Отпустив этот последний комплимент по адресу Павлина, моя нервная шатай начала порывисто надевать на меня мое теплое платье. Между прислугою смятение еще более усиливалось; дворники, с вынутыми рамами в руках, тихонько пересмеивались; извозчики внизу кричали и шумели, ропща, что их долго не отпускают; по квартире расползался через выставленные рамы холод. Павлин стоял в своей строгой позитуре, и на лице его не было заметно ни малейшего беспокойства. Как ни странно может показаться вам мое сравнение, но он мне сразу напомнил собою Гете, величавую и до холодности спокойную фигуру которого я знал по гравюрке, вклеенной в моей детской книжке. Павлина как будто вовсе не трогали мелкие страдания людей: он имел в виду одну какую-то общую гармонию того, что совершал и видел.
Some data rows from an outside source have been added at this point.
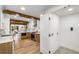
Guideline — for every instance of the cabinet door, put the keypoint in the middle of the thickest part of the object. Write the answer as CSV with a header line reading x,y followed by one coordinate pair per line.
x,y
44,35
53,24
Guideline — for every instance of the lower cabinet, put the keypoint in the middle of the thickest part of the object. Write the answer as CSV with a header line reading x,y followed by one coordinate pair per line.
x,y
6,48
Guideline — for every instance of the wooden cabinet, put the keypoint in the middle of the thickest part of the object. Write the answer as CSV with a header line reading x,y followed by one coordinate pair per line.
x,y
26,35
6,48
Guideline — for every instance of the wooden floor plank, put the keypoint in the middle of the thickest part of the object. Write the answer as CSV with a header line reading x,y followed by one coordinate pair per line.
x,y
27,46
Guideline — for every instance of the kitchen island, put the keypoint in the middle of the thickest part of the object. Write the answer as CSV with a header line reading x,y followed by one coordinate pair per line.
x,y
6,44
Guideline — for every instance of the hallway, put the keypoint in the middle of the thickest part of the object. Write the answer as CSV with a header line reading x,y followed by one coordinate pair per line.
x,y
27,46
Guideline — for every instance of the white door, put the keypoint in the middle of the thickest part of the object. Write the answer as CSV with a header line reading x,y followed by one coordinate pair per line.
x,y
44,39
53,32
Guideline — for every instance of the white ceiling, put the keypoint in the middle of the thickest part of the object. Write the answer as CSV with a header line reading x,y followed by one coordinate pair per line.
x,y
64,11
33,10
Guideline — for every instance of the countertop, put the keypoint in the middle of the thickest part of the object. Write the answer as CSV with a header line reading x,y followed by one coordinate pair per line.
x,y
5,38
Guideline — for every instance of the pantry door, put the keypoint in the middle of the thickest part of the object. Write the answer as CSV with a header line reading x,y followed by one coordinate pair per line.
x,y
53,32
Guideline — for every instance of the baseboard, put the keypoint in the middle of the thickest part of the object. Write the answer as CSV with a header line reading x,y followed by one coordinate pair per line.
x,y
69,49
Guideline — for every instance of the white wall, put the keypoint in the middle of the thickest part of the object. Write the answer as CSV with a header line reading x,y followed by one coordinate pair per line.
x,y
70,39
49,43
6,21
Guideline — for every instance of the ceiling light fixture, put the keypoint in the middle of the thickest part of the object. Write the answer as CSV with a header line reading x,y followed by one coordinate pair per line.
x,y
16,15
23,8
41,15
70,9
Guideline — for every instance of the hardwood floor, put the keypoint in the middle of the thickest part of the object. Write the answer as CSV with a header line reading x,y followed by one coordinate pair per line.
x,y
27,46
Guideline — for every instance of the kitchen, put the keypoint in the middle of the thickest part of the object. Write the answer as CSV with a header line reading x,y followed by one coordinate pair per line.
x,y
15,28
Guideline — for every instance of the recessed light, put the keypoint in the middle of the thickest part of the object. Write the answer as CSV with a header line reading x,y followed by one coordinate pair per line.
x,y
16,15
23,8
41,15
70,9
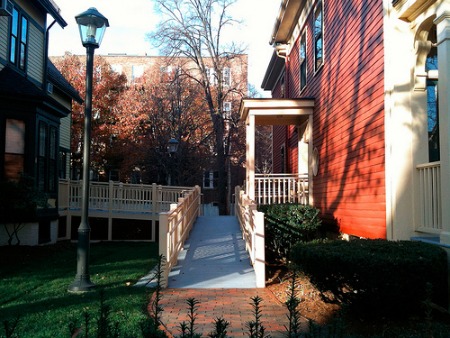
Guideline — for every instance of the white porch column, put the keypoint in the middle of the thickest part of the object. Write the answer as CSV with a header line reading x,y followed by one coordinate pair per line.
x,y
250,157
442,22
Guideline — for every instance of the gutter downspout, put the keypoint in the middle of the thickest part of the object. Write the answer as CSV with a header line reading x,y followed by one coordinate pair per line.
x,y
44,82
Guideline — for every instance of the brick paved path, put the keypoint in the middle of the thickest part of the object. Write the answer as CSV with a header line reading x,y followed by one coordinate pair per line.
x,y
234,305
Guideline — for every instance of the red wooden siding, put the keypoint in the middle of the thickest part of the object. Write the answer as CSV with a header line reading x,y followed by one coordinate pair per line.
x,y
348,117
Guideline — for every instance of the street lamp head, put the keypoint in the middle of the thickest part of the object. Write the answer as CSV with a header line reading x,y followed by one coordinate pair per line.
x,y
92,26
172,146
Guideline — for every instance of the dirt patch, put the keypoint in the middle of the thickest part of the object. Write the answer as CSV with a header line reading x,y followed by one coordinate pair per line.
x,y
311,306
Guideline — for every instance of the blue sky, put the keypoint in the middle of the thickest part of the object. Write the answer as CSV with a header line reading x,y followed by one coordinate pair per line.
x,y
131,20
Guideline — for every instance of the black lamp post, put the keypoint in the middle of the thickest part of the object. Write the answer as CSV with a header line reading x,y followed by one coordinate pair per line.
x,y
92,27
172,147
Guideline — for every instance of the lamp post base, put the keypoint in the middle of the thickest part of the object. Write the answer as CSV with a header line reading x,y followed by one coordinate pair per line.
x,y
81,284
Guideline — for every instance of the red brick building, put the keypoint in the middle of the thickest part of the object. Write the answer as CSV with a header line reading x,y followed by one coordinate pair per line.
x,y
354,87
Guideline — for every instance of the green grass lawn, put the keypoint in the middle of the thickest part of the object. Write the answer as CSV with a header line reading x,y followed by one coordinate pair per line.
x,y
34,282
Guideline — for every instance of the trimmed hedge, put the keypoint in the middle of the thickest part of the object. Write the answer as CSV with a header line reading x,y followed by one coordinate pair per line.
x,y
376,277
287,224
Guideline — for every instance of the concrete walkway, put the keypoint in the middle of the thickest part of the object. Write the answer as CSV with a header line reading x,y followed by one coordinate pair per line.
x,y
214,268
214,256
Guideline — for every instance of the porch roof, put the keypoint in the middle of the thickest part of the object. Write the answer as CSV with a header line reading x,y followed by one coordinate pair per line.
x,y
269,111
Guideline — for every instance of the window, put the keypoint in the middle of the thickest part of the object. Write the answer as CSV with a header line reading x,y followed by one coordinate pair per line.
x,y
431,67
18,40
63,157
302,61
318,36
117,68
210,179
226,76
47,158
14,148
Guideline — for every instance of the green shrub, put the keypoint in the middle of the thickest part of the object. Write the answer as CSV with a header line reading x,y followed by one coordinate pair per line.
x,y
287,224
376,277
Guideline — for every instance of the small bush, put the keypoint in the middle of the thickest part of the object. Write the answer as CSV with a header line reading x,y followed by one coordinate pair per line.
x,y
376,277
287,224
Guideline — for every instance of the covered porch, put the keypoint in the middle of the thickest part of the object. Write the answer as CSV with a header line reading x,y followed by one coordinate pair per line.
x,y
276,188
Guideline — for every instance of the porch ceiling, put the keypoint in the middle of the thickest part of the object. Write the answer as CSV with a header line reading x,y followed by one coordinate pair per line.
x,y
277,111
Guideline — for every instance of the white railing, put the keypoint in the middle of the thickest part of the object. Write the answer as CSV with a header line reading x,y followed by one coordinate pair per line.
x,y
281,188
251,223
119,197
430,197
116,200
175,226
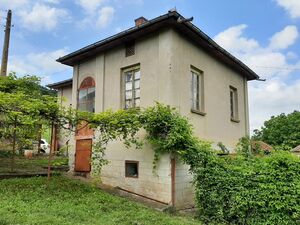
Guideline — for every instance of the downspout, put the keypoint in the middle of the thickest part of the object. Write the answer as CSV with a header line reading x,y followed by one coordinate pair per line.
x,y
103,83
173,173
246,108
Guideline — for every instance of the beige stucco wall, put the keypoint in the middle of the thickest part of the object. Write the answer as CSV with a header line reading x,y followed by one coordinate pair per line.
x,y
165,59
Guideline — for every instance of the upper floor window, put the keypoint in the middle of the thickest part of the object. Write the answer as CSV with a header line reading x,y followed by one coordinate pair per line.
x,y
132,78
197,91
234,104
129,49
86,95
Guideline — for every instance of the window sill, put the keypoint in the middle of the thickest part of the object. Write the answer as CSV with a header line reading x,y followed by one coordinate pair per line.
x,y
132,177
234,120
198,112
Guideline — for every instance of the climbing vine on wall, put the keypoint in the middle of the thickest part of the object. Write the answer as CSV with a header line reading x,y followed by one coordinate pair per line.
x,y
241,189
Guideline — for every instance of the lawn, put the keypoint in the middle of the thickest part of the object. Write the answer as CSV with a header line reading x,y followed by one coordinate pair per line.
x,y
35,164
65,201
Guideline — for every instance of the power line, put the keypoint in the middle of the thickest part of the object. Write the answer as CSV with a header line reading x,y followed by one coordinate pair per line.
x,y
278,68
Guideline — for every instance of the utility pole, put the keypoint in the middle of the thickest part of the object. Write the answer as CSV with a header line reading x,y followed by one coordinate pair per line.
x,y
6,45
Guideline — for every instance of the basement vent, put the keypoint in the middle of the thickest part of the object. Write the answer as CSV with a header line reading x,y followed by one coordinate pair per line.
x,y
132,169
130,49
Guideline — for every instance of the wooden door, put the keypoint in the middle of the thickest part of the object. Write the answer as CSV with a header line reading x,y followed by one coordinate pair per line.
x,y
83,155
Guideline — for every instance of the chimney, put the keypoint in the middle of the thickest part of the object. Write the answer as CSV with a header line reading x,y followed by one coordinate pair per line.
x,y
139,21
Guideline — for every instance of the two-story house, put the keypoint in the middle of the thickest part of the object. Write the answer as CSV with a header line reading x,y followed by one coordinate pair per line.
x,y
168,60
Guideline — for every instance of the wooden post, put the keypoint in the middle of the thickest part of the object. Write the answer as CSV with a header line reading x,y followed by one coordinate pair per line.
x,y
173,171
39,136
14,145
6,45
50,153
Но, помимо этих моих наблюдений, я не знаю, чем бы все это смешное и досадное замешательство с нами кончилось; вероятно, нас бы прогнали, если бы в дело не вмешалась тетка Ольга. Она отвела шатай немножко в сторону и, говоря по-французски, успела ее убедить, что дело от каприза ничего не выиграет и что мы почтенной Анне Львовне ничего не докажем, потому что она уж, вероятно, видела всякие доказательства в этом роде и ни одним из них не переубедилась.
– Но я уверена, что это не она, а этот грубиян, – молвила, смягчась, шатай.
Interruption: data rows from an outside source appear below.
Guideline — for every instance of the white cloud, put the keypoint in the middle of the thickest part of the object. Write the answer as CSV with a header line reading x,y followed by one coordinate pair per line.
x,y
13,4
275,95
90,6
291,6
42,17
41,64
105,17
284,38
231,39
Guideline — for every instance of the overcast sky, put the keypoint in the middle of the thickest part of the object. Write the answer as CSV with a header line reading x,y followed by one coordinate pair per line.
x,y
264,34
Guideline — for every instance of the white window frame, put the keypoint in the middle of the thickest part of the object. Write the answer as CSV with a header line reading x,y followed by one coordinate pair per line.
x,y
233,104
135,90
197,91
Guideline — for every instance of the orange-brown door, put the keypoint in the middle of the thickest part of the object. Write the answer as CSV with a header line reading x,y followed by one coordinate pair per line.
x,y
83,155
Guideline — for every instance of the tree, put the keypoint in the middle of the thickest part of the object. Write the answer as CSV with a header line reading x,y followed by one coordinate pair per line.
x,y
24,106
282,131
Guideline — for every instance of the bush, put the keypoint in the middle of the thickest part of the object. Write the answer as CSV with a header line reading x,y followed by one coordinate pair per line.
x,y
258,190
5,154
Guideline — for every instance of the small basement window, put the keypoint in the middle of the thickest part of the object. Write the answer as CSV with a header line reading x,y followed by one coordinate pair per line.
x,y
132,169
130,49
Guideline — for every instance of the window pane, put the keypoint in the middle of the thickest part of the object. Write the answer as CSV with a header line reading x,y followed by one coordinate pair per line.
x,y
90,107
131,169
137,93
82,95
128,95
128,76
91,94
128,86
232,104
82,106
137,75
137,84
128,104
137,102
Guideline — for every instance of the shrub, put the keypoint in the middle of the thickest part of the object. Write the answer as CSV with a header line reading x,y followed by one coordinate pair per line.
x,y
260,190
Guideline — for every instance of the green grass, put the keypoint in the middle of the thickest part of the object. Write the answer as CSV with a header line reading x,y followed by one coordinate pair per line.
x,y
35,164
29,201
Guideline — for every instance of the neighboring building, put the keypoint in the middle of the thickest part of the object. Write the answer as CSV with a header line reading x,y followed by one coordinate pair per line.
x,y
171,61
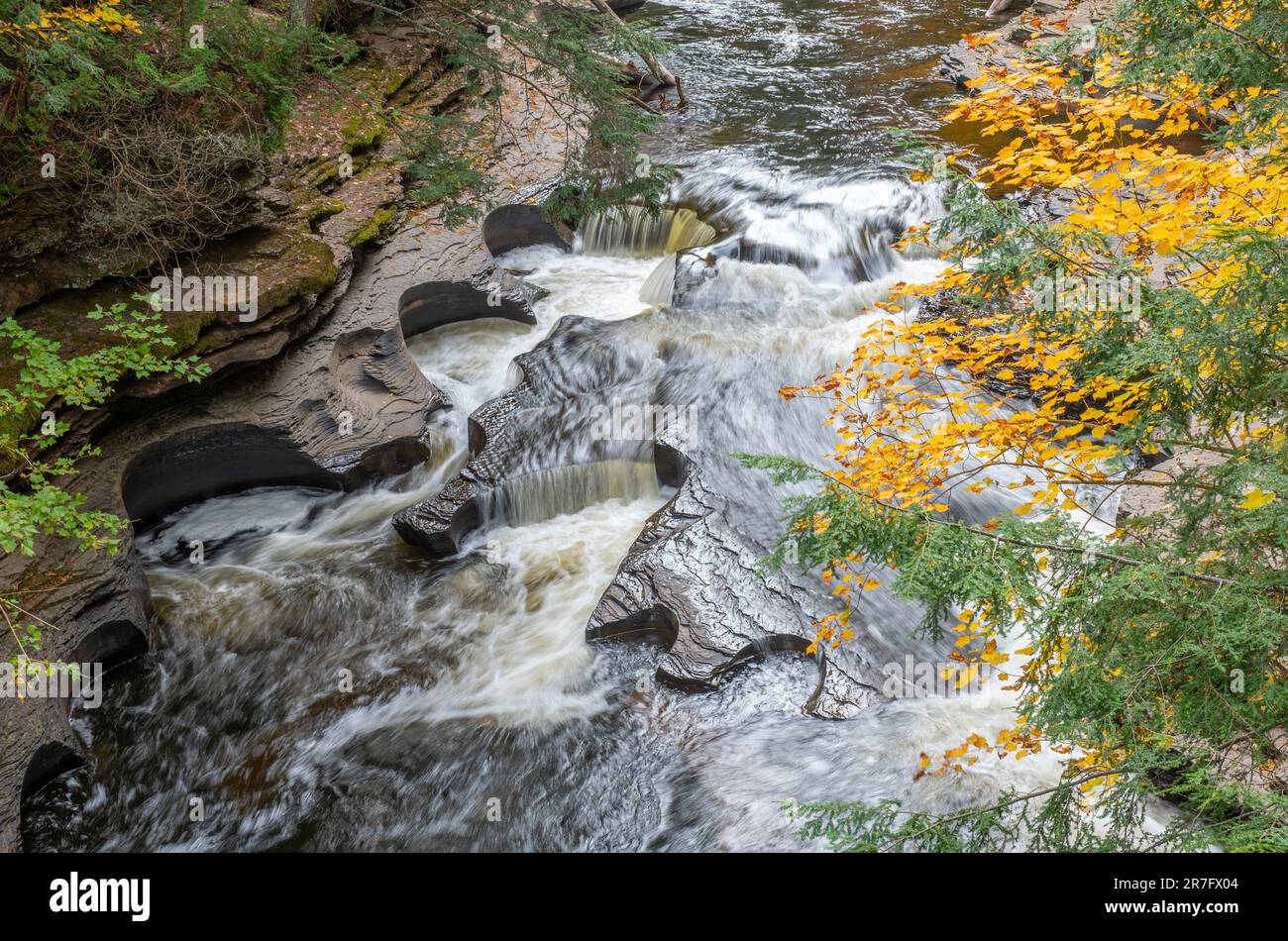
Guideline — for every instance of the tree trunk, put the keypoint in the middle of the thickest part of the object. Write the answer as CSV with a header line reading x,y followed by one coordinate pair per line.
x,y
660,71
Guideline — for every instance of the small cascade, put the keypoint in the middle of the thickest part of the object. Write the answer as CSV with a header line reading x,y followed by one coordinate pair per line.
x,y
548,493
631,232
660,284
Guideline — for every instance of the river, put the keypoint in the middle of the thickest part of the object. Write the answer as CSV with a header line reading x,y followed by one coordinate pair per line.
x,y
321,685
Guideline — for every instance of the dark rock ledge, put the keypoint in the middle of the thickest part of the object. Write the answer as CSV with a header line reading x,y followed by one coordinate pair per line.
x,y
334,398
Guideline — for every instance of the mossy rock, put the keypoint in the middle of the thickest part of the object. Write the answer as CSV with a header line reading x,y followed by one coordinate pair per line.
x,y
372,229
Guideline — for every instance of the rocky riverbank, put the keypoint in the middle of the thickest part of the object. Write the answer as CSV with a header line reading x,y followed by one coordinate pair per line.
x,y
317,390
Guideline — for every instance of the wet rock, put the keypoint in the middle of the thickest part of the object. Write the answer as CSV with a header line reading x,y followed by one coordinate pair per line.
x,y
522,226
694,576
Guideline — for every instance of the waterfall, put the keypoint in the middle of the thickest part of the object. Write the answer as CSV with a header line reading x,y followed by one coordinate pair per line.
x,y
631,232
548,493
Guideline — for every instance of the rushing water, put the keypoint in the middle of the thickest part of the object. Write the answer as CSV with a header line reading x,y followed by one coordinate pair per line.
x,y
322,685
– А я уверена, напротив, что это именно она, а не «этот», как ты его называешь, «грубиян». Он мне кажется очень хорошим и честным человеком, потому что он точно исполняет то, что обязан исполнять; я это уважаю и ценю, – отвечала Ольга.
– Но что же нам делать? Это смешно: у меня недостает денег, я забыла их взять…
– Мы достанем и заплатим.
– Где? Теперь банк закрыт, на дворе вечер, а у нас нет никого из знакомых (мы тогда только переселились в Петербург из провинции). Не у Анны же Львовны занимать, чтобы ей же заплатить.
– Нет, не у нее, – молвила тетя Ольга и с этим, подойдя к Павлину, сняла со своей руки два бриллиантовых кольца и спросила: – Не можете ли вы взять от нас это до послезавтра в залог? Послезавтра мы возьмем деньги и выкупим.
– Сударыня, я должен сейчас представить госпоже деньги, – отвечал Павлин с глубоким уважением к Ольге.
Отвечай ей на вопрос, он точно благодарил ее интонацией своего голоса за то, что она о нем сказала.
– Ну, пошлите заложить эти вещи в какую-нибудь лавку.